Esa identificación es en parte consciente cuando intentamos obrar como pensamos que Cristo habría obrado, y, en parte, inconsciente, porque espontáneamente la acción de Dios en nosotros –su gracia– produce ese efecto. San Pablo expresa este misterio de muchos modos, pero especialmente cuando, ya en su madurez humana y cristiana, puede exclamar: “Con Cristo estoy crucificado, y vivo pero no yo, sino que es Cristo quien vive en mí” (Gal 2,19-20). Y recomienda a los efesios: “Que Cristo habite en vuestros corazones, para que arraigados y cimentados en el amor, podáis comprender con todos los santos, cuál es la anchura, la longitud, la altura y la profundidad. Y conocer el amor de Cristo que excede a todo conocimiento, para que os vayáis llenando hasta la total plenitud de Dios” (Ef 3,17-19).
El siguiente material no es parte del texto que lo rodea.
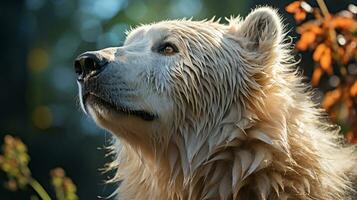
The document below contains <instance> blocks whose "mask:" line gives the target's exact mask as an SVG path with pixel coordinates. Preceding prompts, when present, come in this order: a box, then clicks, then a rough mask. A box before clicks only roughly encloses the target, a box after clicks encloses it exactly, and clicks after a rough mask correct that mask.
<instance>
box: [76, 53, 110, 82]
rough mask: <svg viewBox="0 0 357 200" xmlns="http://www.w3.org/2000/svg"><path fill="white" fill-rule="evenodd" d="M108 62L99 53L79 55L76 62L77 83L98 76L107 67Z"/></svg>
mask: <svg viewBox="0 0 357 200" xmlns="http://www.w3.org/2000/svg"><path fill="white" fill-rule="evenodd" d="M107 64H108V60H107V59H106V58H104V57H103V56H101V55H100V54H99V53H97V52H86V53H83V54H81V55H79V56H78V57H77V58H76V59H75V61H74V70H75V72H76V73H77V75H78V77H77V81H78V82H83V81H84V80H85V79H89V78H90V77H93V76H96V75H98V74H99V73H100V72H102V71H103V69H104V68H105V66H107Z"/></svg>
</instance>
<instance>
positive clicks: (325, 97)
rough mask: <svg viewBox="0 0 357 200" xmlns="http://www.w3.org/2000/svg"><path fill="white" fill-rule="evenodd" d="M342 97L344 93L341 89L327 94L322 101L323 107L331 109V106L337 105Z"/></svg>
mask: <svg viewBox="0 0 357 200" xmlns="http://www.w3.org/2000/svg"><path fill="white" fill-rule="evenodd" d="M341 96H342V92H341V89H340V88H337V89H335V90H332V91H329V92H327V93H326V94H325V97H324V99H323V101H322V107H324V108H325V109H329V108H330V107H331V106H333V105H334V104H335V103H337V101H338V100H340V98H341Z"/></svg>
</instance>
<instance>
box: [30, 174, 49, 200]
mask: <svg viewBox="0 0 357 200" xmlns="http://www.w3.org/2000/svg"><path fill="white" fill-rule="evenodd" d="M29 184H30V185H31V187H32V188H33V189H34V190H35V191H36V192H37V194H38V195H39V196H40V197H41V199H42V200H51V198H50V196H49V195H48V194H47V192H46V190H45V189H44V188H43V187H42V186H41V184H40V183H39V182H37V181H36V180H35V179H30V183H29Z"/></svg>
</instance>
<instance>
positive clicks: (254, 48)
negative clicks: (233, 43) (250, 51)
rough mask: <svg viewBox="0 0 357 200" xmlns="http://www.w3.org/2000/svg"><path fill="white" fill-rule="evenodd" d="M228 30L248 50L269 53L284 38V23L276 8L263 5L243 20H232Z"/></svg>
mask: <svg viewBox="0 0 357 200" xmlns="http://www.w3.org/2000/svg"><path fill="white" fill-rule="evenodd" d="M228 32H229V34H230V35H232V36H233V37H234V39H235V40H237V41H238V42H239V43H240V44H241V45H242V46H243V47H245V49H246V50H248V51H255V52H257V53H259V52H260V53H267V52H268V51H271V50H273V49H274V48H275V47H277V45H278V44H279V43H280V42H281V40H282V24H281V21H280V17H279V15H278V13H277V11H276V10H274V9H273V8H270V7H261V8H257V9H255V10H253V11H252V12H251V13H250V14H249V15H248V16H247V17H246V18H245V20H243V21H239V20H230V24H229V29H228Z"/></svg>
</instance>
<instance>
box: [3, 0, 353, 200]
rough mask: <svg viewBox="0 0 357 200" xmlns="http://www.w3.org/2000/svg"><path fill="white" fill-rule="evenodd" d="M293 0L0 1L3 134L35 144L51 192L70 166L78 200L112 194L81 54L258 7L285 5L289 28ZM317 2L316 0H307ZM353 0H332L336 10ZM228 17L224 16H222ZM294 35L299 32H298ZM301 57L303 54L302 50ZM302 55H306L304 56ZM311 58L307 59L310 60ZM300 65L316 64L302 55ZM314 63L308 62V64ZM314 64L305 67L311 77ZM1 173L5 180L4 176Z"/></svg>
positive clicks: (10, 0) (102, 141) (32, 152)
mask: <svg viewBox="0 0 357 200" xmlns="http://www.w3.org/2000/svg"><path fill="white" fill-rule="evenodd" d="M290 2H291V0H284V1H283V0H281V1H268V0H265V1H258V0H239V1H238V0H226V1H223V0H221V1H217V0H170V1H169V0H167V1H163V0H151V1H140V0H7V1H6V0H2V1H1V2H0V25H1V26H0V38H1V43H0V44H1V48H0V65H1V68H0V69H1V71H0V139H1V142H0V143H2V138H3V136H4V135H6V134H11V135H14V136H18V137H19V138H21V139H22V140H23V141H24V142H25V143H26V144H27V145H28V148H29V154H30V156H31V161H30V168H31V170H32V173H33V176H34V177H35V178H37V179H38V180H39V181H40V182H41V183H42V184H43V185H44V187H45V189H46V190H48V191H49V192H53V191H51V187H50V181H49V179H50V176H49V171H50V170H51V169H53V168H55V167H62V168H64V169H65V171H66V173H67V175H68V176H69V177H71V178H72V179H73V181H74V183H75V184H76V185H77V189H78V195H79V198H80V199H86V200H89V199H98V198H99V197H107V196H108V195H109V194H110V193H111V192H112V191H113V185H106V184H104V180H105V179H106V178H107V176H110V174H104V175H103V174H102V173H101V172H99V169H100V168H102V167H103V166H104V164H105V163H106V162H108V161H109V160H110V159H109V158H107V159H105V158H104V157H105V153H106V152H105V150H103V147H105V146H106V145H108V144H109V140H110V134H109V133H106V132H105V131H104V130H101V129H99V128H98V127H96V125H95V124H94V123H93V121H92V120H91V119H89V118H88V117H87V116H85V115H84V114H83V113H82V111H81V110H80V107H79V104H78V100H77V85H76V75H75V73H74V70H73V67H72V64H73V59H74V58H75V57H76V55H78V54H79V53H81V52H84V51H88V50H95V49H99V48H104V47H110V46H120V45H121V44H122V43H123V41H124V39H125V34H124V32H125V30H127V29H128V28H129V27H130V26H137V25H139V24H140V23H149V22H155V21H160V20H165V19H175V18H182V17H186V18H189V17H191V16H192V17H193V19H195V20H200V19H204V18H211V17H213V16H216V17H222V19H224V17H229V16H230V15H238V14H239V15H242V16H244V15H246V14H247V13H248V12H249V11H250V9H252V8H255V7H256V6H257V5H270V6H273V7H276V8H279V10H280V13H281V14H282V15H283V16H284V18H285V23H287V24H288V25H287V30H291V34H290V35H292V36H293V37H296V35H295V31H294V26H295V22H294V21H293V19H292V16H291V15H288V14H287V13H286V12H285V10H284V7H285V6H286V5H287V4H289V3H290ZM308 2H309V3H311V4H312V5H316V2H314V1H308ZM353 2H355V0H334V1H333V0H330V1H329V0H327V1H326V3H327V5H328V7H329V9H330V10H331V12H335V11H338V10H341V9H343V8H346V7H347V5H348V4H349V3H353ZM223 21H224V20H222V22H223ZM295 39H296V38H295ZM298 56H299V55H298ZM300 56H303V57H304V55H300ZM310 57H311V56H307V57H306V58H310ZM303 60H304V61H303V62H302V64H301V66H312V64H311V62H312V61H309V60H308V59H303ZM309 62H310V63H309ZM311 71H312V68H311V67H307V68H305V69H304V73H305V75H306V76H310V75H311ZM5 178H6V177H5V175H4V174H1V173H0V184H2V183H3V181H4V180H5ZM0 199H28V194H27V193H26V192H16V193H13V192H9V191H7V190H5V189H4V188H3V187H1V186H0Z"/></svg>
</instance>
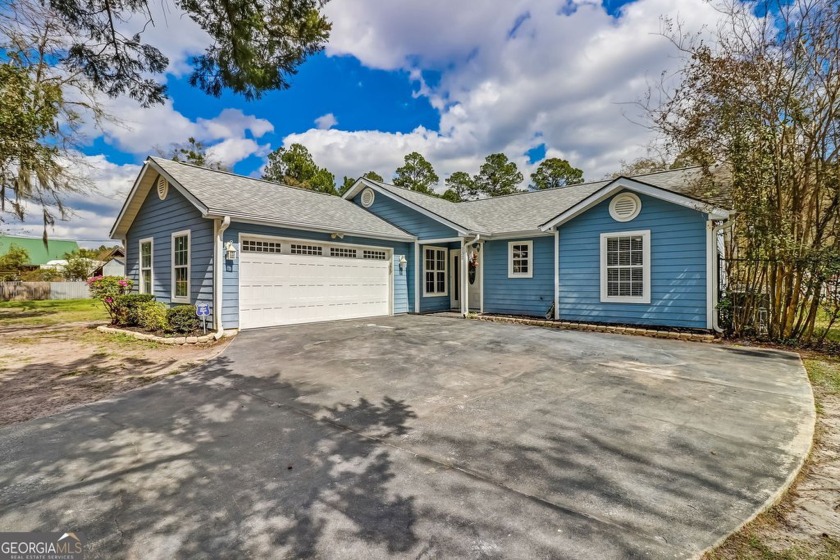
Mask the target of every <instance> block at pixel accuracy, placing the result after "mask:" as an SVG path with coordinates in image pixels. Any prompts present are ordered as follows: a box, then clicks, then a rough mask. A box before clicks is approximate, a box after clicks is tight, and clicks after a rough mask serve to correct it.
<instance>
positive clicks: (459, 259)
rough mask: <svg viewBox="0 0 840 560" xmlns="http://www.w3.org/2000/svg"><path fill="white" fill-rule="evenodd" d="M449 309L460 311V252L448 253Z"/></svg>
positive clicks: (460, 294) (460, 272) (460, 295)
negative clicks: (448, 265) (448, 276)
mask: <svg viewBox="0 0 840 560" xmlns="http://www.w3.org/2000/svg"><path fill="white" fill-rule="evenodd" d="M449 270H450V273H449V307H450V308H452V309H457V310H458V311H460V310H461V251H459V250H454V251H449Z"/></svg>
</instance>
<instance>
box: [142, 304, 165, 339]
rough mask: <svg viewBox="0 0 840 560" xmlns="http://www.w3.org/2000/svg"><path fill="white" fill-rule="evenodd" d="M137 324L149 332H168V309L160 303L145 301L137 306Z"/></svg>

Esa identificación con Cristo es la meta de la ascética cristiana.

 

            […] Una advertencia se hace, sin embargo, necesaria. Ya he aludido a la distancia real que existe entre el querer obrar y el obrar efectivamente. La ascética no es un conocimiento útil si no se intenta practicar. Para que la lectura de este libro tenga sentido, se requiere de parte del lector una disposición activa: ir tomando pequeñas resoluciones y propósitos que le ayuden a avanzar. Como en toda ascensión, lo importante no es conocer muy bien el camino, sino ir dando pasos por él. Además, como la cima no puede lograrse en un momento, es preciso recomenzar muchas veces a andar, y volver sobre los mismos propósitos.

 

Si se vive así, se verá que no es algo complicado. La vida cristiana –como toda vida– tiene mucho de espontaneidad. Los animales y las plantas crecen por sí mismos y lo mismo sucede aquí. Por eso, no es necesaria una excesiva preocupación por todos los detalles; lo importante es –como he dicho– ir dando pasos. Y así las virtudes crecen. Además, las virtudes –como los órganos de los seres vivos– tienden a crecer armónicamente. Cuando se crece en una, se crece de algún modo en todas. Las ideas y sugerencias que este libro puede proporcionar pretenden ser un estímulo, a la manera de un abono, o de un poco de luz, que ayudan al crecimiento de una planta pero no sustituyen su dinamismo interno.

 

Quien empiece a caminar verá que se trata de una experiencia fantástica, y que, si persevera, su vida se llenará de nuevas y profundas dimensiones hasta convertirse en algo apasionante. Porque a Dios sólo se le puede amar apasionadamente.